Злато и серебро блестели и слепили куцые глаза безногих, осиротевших жителей дворов. Жрало взгляды, как с хохотом гиены рвут испуганных детей повергнутого царя зверей. Вороны кружили над органом, каркали и срали, марая медвежьи лапы слепого музыканта.
Визг и грохот разбегающихся слуг приветствовал Посланника царя. Глазами-самоцветами он осмотрел пришедших баринов и ухмыльнувшись краешками губ, сорвал с петель алые моря огромной шторы…
Каждый в зале завыл, затрясся от ужаса, испуга. Кто-то начал ссаться, другие начали скрестись в врата неровными когтями.

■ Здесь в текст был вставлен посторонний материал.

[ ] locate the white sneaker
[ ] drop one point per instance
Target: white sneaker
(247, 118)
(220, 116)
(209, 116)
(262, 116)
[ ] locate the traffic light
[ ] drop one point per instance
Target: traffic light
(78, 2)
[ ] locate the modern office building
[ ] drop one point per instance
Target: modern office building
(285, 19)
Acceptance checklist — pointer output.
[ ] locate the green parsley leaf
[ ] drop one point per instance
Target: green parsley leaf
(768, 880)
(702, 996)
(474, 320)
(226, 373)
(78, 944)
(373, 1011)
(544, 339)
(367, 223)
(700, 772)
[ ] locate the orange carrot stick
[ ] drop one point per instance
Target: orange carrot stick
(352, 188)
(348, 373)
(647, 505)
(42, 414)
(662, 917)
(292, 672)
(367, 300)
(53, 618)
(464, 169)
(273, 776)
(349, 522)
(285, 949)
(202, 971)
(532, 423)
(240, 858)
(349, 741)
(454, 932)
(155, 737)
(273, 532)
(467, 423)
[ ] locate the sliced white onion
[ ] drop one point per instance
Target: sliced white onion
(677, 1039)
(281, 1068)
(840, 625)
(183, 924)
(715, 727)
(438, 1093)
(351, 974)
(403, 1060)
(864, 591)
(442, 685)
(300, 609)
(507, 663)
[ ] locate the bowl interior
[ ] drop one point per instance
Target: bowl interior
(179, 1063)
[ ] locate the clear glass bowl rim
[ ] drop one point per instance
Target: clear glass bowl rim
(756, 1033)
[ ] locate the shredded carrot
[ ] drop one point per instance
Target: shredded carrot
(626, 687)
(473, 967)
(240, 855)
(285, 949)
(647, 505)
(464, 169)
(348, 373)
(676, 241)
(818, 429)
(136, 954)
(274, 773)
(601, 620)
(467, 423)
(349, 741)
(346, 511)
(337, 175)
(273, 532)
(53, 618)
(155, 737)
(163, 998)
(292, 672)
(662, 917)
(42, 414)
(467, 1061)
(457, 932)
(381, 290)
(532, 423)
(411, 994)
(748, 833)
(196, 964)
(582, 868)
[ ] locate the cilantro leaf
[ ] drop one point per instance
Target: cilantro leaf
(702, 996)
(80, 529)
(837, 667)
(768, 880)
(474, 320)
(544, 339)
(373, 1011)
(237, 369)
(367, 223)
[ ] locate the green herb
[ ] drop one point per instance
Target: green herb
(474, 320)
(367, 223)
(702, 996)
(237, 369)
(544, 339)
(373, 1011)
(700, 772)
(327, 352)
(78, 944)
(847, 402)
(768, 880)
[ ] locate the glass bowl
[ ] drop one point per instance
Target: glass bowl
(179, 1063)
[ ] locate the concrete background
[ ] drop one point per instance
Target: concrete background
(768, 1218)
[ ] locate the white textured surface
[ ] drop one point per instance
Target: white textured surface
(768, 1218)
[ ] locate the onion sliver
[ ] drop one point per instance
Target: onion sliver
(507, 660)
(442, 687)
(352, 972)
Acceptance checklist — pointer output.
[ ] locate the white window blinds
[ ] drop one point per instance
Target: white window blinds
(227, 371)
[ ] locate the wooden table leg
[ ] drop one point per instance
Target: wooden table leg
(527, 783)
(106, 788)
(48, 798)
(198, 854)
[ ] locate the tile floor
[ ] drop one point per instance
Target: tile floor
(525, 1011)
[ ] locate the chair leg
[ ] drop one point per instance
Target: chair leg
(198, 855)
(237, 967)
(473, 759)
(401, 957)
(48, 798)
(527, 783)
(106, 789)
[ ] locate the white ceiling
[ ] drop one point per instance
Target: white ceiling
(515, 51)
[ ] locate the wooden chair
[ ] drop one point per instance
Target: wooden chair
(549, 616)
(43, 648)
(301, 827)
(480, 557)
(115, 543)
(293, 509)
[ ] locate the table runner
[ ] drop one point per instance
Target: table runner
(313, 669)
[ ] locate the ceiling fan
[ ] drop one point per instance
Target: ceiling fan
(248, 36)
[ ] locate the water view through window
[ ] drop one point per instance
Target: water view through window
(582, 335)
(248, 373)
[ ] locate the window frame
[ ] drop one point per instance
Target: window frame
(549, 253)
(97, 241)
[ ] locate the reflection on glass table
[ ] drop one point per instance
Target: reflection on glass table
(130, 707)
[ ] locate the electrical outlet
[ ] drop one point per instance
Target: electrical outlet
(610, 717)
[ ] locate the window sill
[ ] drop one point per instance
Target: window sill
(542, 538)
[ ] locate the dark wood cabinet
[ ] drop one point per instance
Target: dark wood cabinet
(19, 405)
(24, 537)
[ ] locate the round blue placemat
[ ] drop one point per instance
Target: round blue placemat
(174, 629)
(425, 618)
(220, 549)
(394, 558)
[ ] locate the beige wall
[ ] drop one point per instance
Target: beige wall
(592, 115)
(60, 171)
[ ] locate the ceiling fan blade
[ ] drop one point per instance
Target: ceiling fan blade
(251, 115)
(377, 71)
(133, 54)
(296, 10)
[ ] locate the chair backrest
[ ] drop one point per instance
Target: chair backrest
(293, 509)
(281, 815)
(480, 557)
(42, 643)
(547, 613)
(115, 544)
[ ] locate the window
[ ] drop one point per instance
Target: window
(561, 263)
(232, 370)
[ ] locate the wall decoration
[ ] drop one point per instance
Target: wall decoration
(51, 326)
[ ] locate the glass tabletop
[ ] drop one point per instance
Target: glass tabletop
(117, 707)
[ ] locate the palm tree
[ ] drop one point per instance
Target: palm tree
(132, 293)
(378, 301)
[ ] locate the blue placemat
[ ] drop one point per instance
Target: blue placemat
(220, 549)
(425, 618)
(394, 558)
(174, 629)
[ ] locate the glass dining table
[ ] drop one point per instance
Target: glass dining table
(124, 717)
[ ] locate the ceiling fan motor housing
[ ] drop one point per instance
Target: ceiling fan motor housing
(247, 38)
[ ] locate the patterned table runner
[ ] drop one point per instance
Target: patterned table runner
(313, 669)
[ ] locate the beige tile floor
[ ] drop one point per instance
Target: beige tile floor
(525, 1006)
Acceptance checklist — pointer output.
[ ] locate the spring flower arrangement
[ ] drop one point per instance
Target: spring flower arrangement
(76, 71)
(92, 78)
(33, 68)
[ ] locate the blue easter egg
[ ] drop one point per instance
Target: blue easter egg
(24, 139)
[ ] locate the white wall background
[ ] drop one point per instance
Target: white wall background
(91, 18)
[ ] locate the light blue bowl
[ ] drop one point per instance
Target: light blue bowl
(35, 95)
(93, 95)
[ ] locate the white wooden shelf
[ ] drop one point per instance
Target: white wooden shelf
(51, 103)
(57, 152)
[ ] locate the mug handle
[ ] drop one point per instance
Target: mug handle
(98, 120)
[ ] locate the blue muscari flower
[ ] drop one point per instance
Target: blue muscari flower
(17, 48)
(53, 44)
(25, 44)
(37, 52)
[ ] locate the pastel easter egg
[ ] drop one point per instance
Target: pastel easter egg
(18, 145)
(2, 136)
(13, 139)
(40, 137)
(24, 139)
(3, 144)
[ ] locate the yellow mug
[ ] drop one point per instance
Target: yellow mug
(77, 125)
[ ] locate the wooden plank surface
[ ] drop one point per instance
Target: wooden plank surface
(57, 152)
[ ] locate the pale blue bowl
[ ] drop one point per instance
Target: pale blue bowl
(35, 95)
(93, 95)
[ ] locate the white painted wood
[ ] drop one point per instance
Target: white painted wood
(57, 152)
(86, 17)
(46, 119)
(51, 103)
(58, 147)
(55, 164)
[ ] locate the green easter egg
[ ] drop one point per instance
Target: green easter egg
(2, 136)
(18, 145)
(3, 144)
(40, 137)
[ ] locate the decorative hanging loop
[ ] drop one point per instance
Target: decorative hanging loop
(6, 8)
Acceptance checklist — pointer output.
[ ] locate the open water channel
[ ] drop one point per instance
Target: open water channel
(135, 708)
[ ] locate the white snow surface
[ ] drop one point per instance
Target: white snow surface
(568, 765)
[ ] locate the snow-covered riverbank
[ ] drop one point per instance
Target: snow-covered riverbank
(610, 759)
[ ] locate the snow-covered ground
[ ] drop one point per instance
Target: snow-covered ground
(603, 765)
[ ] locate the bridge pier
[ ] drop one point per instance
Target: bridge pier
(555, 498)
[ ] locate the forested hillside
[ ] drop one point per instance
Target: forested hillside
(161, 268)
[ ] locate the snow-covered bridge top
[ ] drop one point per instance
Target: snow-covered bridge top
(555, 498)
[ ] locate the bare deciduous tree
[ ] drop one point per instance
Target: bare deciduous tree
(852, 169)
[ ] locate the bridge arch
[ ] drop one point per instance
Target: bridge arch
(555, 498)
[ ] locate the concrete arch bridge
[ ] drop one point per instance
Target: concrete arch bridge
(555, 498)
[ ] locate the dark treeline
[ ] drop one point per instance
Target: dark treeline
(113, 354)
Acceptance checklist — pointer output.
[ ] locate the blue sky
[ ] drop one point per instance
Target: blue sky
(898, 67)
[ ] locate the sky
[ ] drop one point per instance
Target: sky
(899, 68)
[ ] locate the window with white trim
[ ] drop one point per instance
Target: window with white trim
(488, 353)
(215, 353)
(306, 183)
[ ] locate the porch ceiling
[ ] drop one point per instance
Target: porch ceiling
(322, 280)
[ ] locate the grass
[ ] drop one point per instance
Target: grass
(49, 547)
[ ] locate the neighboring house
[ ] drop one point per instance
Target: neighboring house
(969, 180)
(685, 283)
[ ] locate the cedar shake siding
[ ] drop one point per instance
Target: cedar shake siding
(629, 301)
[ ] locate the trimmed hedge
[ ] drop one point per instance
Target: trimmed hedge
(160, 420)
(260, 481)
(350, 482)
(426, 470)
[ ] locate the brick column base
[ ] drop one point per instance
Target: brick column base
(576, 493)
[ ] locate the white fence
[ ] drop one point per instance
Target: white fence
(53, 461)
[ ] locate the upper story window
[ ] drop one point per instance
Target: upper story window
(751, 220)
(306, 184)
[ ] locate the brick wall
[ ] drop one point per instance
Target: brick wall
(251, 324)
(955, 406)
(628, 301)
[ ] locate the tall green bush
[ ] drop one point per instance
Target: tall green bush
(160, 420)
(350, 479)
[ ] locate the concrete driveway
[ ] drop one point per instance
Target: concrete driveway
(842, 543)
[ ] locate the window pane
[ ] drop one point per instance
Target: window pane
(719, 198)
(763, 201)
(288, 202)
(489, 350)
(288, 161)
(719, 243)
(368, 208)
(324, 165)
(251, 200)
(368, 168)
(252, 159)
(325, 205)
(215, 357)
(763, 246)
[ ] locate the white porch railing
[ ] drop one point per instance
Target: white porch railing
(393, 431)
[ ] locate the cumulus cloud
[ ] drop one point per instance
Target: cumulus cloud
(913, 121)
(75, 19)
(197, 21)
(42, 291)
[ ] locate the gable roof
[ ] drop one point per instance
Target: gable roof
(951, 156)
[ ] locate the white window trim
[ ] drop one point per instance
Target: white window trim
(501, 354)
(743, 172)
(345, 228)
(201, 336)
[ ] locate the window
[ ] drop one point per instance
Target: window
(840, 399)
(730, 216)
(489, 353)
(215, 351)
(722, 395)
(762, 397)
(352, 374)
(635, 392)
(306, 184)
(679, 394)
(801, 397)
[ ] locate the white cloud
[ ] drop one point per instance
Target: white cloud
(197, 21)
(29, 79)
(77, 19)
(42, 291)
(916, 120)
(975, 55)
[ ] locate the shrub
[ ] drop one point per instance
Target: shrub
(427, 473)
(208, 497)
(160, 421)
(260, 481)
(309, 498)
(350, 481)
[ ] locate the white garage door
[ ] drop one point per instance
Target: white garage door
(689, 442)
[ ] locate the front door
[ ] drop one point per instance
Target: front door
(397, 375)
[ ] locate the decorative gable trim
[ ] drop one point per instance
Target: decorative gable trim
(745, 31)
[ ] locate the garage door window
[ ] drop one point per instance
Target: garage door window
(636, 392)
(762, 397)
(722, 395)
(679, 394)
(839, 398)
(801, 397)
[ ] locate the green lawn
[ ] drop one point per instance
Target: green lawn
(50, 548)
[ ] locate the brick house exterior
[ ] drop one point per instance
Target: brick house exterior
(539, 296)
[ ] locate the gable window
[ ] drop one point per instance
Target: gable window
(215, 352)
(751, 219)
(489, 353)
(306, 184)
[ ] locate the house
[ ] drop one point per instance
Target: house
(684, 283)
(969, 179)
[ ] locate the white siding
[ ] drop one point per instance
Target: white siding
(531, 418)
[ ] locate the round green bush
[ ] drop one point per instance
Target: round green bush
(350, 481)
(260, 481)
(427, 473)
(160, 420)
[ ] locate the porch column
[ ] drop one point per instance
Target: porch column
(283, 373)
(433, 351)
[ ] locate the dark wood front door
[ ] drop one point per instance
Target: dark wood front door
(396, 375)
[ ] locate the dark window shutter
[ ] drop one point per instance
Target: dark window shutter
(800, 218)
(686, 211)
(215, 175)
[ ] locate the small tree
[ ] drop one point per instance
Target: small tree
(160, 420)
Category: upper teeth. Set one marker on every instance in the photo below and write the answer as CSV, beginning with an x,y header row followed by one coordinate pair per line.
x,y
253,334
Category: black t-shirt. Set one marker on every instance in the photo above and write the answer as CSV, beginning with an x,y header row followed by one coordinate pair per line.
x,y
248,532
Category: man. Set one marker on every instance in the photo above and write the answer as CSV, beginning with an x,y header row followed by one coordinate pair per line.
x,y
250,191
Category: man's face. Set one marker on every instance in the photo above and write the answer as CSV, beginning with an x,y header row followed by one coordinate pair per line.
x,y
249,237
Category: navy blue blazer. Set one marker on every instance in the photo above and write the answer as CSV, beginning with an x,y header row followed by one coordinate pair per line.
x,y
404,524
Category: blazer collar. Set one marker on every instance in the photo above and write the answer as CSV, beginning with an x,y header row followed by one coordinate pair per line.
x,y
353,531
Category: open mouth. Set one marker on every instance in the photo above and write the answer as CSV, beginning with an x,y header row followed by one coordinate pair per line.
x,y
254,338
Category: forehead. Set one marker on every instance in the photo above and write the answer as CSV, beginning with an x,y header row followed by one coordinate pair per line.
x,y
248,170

На великом троне восседал властитель этих тёмных расстояний. Повешенный Король хрипел и харкал белой пеной на саван, что был обмотан и протух на синем лике. Петля, скрипящая от тяжести, вросла в переломленную на пару государств белеющую шею, впиваясь в кривые позвонки.
А Посланник продолжал с улыбкой наблюдать на вечное мученье повелителя, что своим хрипом оглушал обезумевших ворон, что замертво валились на пол…
***
Покатилась с плахи голова красивой королевы. Волосы сплетались с пылью, грязью и цветами, что тоже не желали постареть.
Не забыли хворые бродяги стянуть пару дорогих сапог, что так заманчиво висели на слегка натянутой ветви старого и опытного дуба.